Focus on pressing problems and reducing costs. Groups that work on urgent issues like unemployment may have an advantage in getting support. “You have to tie into the current times in some fashion without making up programs,” says Mr. Carter.
At the same time, foundations want to support groups that have awakened to the reality of what Doug Stamm, chief executive of the Meyer Memorial Trust, in Portland, Ore., calls “a decade of deficits.” If a charity has a plan for how it can provide services more efficiently—and, better yet, ideas for how that cost-saving approach could be applied to other groups—it will win favor in grant makers’ eyes.
Seek support for the group’s most successful programs. Foundations are more open to supporting new programs today than they were during the depths of the recession, but they certainly won’t look favorably on groups that want to go into new areas but can’t raise enough to support what they already do. They also tend to appreciate charities that have pared back on the number of programs they offer. Says Rachel Monroe, president of the Harry and Jeanette Weinberg Foundation, in Owings Mills, Md.: “If there is a nonprofit that is struggling with funding and sustainability, now is not the time to ask the Weinberg foundation, at least, to fund an 'innovative new program.’”

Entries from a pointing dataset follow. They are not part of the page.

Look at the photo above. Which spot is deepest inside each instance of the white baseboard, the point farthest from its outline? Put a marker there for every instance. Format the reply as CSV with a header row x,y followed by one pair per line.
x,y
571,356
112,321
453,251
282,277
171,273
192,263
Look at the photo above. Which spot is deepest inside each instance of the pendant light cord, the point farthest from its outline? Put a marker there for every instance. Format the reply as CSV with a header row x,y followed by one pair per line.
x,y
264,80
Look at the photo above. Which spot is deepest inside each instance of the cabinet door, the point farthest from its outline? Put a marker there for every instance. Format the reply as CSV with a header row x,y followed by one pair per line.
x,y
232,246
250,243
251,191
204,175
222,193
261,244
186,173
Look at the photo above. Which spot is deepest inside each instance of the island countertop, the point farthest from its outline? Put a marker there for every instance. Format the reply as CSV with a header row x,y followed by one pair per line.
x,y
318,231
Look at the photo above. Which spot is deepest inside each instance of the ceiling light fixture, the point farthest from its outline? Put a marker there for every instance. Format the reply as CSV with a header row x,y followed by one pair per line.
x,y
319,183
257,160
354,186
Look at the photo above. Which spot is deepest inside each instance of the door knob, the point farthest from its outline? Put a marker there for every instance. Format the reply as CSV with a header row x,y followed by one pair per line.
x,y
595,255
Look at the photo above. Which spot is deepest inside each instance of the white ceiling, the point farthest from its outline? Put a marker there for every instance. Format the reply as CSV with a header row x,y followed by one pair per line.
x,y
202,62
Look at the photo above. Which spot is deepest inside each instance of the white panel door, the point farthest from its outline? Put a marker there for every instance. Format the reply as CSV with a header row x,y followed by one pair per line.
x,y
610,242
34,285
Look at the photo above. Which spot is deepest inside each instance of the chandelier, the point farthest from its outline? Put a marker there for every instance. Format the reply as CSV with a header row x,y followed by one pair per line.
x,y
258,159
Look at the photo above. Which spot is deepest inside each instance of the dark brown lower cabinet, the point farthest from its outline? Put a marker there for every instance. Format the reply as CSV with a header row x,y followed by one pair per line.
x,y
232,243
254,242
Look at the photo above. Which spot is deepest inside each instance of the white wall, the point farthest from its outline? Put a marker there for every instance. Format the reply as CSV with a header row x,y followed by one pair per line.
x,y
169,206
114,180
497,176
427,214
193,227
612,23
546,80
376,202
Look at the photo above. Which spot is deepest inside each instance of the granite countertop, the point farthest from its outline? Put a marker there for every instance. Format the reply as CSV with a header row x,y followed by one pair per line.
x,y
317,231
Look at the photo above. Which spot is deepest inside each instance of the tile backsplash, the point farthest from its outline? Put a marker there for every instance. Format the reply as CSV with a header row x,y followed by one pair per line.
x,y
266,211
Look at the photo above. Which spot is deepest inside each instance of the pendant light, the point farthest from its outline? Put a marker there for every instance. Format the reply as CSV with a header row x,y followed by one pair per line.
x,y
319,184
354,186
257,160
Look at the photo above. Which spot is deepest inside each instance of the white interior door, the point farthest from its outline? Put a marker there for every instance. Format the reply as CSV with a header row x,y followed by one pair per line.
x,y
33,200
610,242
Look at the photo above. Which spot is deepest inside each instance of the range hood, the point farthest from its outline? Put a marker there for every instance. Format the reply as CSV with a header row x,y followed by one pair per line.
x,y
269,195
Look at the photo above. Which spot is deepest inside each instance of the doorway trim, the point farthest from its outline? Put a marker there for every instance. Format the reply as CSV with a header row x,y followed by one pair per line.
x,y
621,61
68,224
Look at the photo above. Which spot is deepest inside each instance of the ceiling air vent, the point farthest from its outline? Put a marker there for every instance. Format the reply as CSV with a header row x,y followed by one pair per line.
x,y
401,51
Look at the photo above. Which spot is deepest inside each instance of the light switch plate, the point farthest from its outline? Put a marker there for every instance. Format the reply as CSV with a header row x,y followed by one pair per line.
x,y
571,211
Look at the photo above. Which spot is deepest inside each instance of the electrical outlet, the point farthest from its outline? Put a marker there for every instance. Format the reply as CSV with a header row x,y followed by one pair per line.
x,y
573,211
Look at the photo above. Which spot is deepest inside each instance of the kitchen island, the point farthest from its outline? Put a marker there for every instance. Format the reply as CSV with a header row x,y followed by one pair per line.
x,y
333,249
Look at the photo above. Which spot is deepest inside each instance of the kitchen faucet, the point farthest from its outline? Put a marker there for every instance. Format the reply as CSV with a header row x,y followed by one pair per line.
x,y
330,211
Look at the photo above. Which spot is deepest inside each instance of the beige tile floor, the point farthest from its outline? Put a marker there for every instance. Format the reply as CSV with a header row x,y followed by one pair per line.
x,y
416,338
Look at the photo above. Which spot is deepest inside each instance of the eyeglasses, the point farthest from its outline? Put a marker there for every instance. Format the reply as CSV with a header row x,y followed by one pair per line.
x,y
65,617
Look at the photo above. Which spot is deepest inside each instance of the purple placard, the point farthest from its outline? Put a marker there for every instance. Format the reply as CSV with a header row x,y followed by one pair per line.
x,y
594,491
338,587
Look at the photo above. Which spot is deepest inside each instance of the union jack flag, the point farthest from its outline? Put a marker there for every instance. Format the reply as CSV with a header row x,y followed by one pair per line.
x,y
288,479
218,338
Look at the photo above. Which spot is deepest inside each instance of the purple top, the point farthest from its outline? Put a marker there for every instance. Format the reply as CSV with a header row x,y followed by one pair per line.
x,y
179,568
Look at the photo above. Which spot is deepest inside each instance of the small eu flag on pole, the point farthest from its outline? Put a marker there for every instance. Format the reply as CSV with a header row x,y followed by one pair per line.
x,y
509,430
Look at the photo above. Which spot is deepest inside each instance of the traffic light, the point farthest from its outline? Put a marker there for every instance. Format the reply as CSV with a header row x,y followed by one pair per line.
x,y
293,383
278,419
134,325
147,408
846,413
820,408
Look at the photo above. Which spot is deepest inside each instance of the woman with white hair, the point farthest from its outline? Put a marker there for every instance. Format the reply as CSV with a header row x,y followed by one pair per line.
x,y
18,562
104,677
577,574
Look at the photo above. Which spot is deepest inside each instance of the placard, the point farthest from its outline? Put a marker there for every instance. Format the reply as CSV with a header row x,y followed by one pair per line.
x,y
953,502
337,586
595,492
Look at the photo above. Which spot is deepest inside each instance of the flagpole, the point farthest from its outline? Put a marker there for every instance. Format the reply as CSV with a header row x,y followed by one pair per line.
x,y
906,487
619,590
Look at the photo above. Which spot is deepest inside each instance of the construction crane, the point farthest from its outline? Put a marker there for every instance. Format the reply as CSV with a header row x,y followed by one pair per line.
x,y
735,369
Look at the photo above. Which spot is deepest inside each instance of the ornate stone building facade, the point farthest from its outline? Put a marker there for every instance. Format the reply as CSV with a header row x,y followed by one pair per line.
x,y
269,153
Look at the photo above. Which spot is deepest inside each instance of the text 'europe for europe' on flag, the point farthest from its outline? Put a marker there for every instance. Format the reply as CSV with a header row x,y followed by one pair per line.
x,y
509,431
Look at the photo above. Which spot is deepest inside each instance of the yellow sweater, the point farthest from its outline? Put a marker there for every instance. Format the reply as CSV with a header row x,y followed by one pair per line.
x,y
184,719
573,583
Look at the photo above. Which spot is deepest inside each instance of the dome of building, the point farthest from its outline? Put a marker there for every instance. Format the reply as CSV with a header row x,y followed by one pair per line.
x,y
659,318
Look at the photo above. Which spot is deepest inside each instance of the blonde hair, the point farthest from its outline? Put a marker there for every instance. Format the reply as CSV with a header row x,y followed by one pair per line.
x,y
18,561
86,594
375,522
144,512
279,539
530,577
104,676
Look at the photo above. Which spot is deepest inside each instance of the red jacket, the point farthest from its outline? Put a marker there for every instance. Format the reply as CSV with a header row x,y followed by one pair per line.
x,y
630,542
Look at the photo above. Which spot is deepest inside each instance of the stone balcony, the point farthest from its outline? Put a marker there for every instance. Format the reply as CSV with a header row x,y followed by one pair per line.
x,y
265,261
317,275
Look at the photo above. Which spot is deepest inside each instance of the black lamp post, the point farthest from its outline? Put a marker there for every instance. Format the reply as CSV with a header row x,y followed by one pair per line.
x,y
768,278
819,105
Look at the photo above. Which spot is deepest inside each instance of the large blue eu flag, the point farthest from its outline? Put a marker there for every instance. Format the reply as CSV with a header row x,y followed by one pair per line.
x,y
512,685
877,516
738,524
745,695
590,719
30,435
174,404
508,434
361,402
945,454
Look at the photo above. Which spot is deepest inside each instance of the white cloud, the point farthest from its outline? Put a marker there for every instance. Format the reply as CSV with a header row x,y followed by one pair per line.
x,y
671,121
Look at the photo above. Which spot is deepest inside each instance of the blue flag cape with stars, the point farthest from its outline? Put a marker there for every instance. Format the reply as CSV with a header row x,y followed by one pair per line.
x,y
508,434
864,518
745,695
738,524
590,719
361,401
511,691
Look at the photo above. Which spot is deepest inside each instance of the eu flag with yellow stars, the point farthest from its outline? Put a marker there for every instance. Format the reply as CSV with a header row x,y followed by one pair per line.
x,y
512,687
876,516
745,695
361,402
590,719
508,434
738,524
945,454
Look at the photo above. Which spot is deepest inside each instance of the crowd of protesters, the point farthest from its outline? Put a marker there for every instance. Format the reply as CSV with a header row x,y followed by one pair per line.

Be clear about how money will help. Some foundations are open to helping nonprofits bridge a gap when government payments stall—to a point. Robin Smalley, international director of Mothers2Mothers, a Los Angeles nonprofit that provides assistance to pregnant African women and mothers with HIV/AIDS, says she’s seeing interest from foundations in helping her group meet shortfalls from stalled and reduced U.S. Agency for International Development grants. But Ms. Smalley says she’s very clear about how that money will help. Not all nonprofits are, says Ms. McNeil-Miller of the Kate B. Reynolds Charitable Trust. “We have turned down plenty of organizations that have just wanted what they called 'bridge funding,’ but it was the bridge to nowhere. There was no plan.”

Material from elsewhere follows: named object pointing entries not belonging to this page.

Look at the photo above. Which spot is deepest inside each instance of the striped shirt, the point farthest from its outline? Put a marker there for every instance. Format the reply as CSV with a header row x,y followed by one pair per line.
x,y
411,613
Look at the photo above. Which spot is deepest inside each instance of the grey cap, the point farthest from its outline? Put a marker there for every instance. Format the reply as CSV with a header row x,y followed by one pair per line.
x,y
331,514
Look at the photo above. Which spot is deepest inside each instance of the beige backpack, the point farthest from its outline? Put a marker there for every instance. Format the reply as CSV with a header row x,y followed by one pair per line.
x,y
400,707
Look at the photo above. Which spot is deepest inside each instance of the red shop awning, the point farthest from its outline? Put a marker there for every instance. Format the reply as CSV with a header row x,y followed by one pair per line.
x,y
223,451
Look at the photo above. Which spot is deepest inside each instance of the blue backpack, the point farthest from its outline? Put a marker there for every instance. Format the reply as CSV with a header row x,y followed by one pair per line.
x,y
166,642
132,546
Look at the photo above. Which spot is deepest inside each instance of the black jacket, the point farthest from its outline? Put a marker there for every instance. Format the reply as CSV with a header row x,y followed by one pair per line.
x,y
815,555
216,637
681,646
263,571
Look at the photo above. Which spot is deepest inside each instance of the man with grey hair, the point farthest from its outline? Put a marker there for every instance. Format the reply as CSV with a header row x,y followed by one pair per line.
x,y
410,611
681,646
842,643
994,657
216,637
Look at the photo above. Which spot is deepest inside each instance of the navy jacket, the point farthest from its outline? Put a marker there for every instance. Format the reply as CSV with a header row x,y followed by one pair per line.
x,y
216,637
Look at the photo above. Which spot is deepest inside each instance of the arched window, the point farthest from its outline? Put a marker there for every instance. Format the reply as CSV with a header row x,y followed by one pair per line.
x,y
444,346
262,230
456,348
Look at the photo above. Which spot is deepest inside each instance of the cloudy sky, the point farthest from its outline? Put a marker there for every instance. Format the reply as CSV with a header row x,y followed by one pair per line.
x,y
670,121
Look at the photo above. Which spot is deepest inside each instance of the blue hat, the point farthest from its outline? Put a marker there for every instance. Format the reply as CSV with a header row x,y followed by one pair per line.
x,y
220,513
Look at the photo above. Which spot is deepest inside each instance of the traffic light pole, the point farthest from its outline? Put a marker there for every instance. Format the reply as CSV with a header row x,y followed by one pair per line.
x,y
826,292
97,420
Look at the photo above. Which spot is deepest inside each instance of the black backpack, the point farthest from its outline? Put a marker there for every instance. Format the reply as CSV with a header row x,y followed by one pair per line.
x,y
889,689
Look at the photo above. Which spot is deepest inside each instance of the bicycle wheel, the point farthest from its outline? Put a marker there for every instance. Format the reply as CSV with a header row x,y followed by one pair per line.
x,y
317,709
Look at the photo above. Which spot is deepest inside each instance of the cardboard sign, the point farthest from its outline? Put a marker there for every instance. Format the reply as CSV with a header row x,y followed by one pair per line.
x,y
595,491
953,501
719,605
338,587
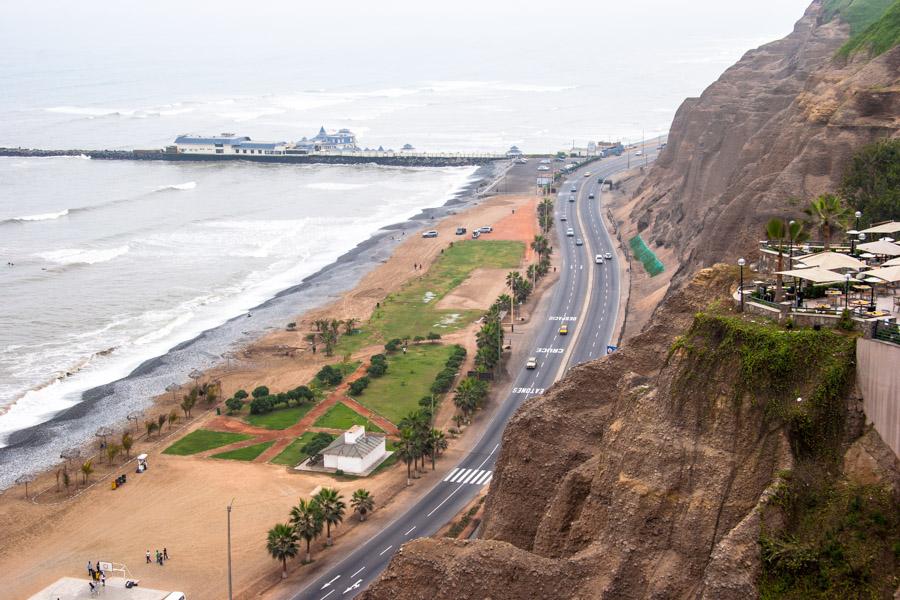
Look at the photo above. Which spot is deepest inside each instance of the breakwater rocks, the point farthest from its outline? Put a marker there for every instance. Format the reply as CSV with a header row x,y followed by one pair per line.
x,y
389,160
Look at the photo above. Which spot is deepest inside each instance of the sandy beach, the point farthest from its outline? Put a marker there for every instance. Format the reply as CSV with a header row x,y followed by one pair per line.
x,y
180,502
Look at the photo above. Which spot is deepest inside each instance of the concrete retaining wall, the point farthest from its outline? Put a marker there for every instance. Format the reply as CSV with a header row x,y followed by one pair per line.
x,y
878,378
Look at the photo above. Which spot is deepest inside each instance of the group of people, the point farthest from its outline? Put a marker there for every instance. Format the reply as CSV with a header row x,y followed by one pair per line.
x,y
96,576
161,557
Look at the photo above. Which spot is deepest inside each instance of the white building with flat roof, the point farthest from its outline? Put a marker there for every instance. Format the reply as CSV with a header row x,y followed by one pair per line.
x,y
355,451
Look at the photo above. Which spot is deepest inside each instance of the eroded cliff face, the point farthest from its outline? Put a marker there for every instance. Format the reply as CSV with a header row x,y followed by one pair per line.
x,y
618,483
781,123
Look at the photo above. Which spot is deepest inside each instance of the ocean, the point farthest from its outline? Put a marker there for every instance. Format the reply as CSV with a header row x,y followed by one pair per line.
x,y
110,264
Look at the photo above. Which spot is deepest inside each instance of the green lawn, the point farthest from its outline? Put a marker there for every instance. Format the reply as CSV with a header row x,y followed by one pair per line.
x,y
203,439
280,418
247,453
410,312
292,455
341,417
409,378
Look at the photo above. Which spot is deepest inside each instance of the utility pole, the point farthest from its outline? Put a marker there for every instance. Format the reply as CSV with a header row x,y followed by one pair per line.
x,y
229,548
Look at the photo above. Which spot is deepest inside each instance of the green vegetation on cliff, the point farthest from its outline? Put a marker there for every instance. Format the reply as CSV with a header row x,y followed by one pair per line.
x,y
773,367
874,24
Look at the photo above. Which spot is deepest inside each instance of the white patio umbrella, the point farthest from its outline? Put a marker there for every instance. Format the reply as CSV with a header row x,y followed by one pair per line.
x,y
881,247
832,260
892,227
814,274
886,273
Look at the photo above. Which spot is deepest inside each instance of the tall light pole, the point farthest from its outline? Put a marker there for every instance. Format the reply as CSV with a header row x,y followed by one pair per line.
x,y
229,548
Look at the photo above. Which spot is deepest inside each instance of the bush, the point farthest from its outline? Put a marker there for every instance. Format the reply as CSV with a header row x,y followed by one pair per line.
x,y
359,385
377,369
262,405
319,442
234,405
328,375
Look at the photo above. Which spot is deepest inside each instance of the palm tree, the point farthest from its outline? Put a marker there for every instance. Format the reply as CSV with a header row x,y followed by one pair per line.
x,y
362,502
333,509
127,443
307,520
437,443
828,214
406,451
282,545
86,469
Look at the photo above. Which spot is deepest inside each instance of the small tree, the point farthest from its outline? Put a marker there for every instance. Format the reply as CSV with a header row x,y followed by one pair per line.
x,y
127,443
362,502
282,544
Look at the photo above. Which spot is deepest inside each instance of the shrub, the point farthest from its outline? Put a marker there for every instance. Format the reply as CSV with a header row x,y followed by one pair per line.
x,y
329,375
319,442
262,405
234,405
359,385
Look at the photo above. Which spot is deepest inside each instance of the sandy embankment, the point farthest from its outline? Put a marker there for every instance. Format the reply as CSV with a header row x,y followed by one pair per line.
x,y
180,502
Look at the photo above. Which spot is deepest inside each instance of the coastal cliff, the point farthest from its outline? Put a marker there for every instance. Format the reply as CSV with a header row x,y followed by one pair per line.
x,y
660,471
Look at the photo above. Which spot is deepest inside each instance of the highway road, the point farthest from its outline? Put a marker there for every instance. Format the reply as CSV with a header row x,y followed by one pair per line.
x,y
586,299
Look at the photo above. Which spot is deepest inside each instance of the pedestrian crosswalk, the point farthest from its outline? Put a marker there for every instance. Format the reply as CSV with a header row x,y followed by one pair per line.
x,y
471,476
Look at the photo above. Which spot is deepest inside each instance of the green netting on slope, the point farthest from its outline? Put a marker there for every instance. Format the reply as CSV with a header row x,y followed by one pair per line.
x,y
652,265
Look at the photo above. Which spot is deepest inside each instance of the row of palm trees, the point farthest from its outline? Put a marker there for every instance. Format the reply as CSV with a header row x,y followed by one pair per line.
x,y
307,520
419,441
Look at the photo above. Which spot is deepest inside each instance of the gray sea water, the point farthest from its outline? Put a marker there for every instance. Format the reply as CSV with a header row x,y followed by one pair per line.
x,y
115,263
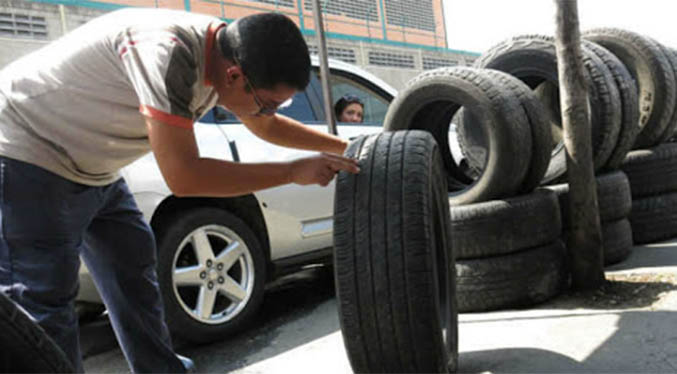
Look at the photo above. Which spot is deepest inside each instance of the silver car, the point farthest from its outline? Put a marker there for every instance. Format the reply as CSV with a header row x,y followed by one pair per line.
x,y
215,255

Be honest about finances. Foundations appreciate a candid assessment of a charity’s financial situation. Beth Nathanson, associate director of development at the 92nd Street Y, in New York, says she brings up her group’s fiscal health during informal chats with donors. “Initiating the conversation shows you have confidence,” she says. Also, her charity discusses its short- and long-term plans to reduce a deficit in its grant proposals.
Line up with the foundation’s goals. Back when Steven J. McCormick led the Nature Conservancy, he says he tended to view foundations as “ATM machines.” Now, as head of the Gordon and Betty Moore Foundation, in Palo Alto, Calif., he says nonprofits need to do a better job than he sometimes did of understanding precisely how foundations are trying to advance change and making the case for how their group’s work fits into that.
Ask peers for advice. People who work at nonprofits that have recently won a grant from a particular foundation can be a good source of intelligence. Mr. Meyerson advises fund raisers to speak with at least one recent grantee before approaching a foundation. Some charities might not be willing to share what they know, but Mr. Meyerson said nonprofits will probably have luck if they approach groups that don’t work on the same issue.